Claustrophobia affects between 0.7% and 13% of patients, but between 40% and 65% feel some degree of anxiety, they stated. Its prevalence tends to be underestimated, and it is characterized by negative anticipation and avoidance of examinations, plus failure to attend an MRI appointment.

The classical treatments include anxiolytic medication, anesthesia, and adopting a prone position, as well as using open MRI systems, cognitive behavioral therapy, and visual aids and music.

During hypnosis, sensory perceptions are modified, and the brain is more susceptible to suggestions, they pointed out. The technique diminishes perception of pain by up to 50%. The anterior cingulate cortex, a part of the frontal lobe, plays a role in ending automatisms, novelty detection, decision-making, learning, and pain control. The precuneus (or quadrate lobule of Foville), part of the parietal lobe, is involved in self-consciousness and imagery. These two regions are regularly activated during hypnosis, and are connected to the amygdala complex. This complex comprises numerous nuclei and is situated in the medial temporal lobe, close to the hippocampus. It belongs to the limbic system, which helps process emotions.

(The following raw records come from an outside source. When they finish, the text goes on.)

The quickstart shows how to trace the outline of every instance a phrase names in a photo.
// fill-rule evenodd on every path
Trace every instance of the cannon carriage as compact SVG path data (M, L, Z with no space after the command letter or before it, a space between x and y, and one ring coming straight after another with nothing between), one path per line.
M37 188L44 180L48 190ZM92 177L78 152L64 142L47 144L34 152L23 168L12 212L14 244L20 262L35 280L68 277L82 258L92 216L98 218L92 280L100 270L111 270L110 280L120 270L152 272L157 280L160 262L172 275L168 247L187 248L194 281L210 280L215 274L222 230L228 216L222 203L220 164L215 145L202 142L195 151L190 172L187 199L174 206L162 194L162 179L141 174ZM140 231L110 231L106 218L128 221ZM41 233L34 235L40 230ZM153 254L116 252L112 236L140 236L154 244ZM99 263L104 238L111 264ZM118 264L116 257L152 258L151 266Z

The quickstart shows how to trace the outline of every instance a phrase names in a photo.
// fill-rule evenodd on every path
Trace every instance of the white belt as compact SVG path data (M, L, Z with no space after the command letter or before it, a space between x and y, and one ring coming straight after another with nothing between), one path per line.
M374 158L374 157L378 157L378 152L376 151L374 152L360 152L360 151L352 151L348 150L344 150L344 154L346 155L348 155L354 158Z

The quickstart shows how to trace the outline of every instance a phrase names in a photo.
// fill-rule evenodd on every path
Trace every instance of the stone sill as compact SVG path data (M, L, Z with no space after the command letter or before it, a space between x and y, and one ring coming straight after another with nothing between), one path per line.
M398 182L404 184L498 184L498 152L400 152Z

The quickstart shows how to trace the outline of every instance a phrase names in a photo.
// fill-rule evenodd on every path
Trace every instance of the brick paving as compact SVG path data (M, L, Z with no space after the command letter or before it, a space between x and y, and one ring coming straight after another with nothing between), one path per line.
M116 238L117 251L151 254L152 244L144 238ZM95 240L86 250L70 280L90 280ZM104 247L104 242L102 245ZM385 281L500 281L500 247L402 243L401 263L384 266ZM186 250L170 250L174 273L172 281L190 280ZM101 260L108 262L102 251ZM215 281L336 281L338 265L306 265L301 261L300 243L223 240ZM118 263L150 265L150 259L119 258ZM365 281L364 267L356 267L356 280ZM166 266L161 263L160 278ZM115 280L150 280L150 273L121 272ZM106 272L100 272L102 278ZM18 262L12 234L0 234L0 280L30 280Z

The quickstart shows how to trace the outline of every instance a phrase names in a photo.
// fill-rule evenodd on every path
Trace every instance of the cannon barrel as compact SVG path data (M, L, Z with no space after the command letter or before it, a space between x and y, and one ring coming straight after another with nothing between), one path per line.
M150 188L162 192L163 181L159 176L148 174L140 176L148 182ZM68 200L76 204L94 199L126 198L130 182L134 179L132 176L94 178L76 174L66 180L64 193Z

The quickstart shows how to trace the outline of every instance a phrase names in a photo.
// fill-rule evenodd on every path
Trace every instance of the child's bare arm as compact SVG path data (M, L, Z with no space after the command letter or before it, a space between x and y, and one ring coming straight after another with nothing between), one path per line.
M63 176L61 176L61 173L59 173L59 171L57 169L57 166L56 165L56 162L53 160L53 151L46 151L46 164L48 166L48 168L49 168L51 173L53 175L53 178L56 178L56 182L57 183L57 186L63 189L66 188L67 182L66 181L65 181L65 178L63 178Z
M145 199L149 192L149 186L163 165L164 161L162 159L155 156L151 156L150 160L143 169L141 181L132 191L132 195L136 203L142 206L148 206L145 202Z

"Anxiety arises out of the blue; it corresponds to a state of apprehension or fear occurring with no identifiable hazard," explained Fontaine, lead author of the RSNA exhibit. "The MRI examination is performed while the patient mentally recalls a pleasant memory involving a repetitive noise."

The methods used by the French group were developed by Dr. Milton Hyland Erickson, a U.S. psychiatrist who founded modern hypnotherapy. He created a technique based on conversation, in opposition to the authoritative approach of classical hypnosis.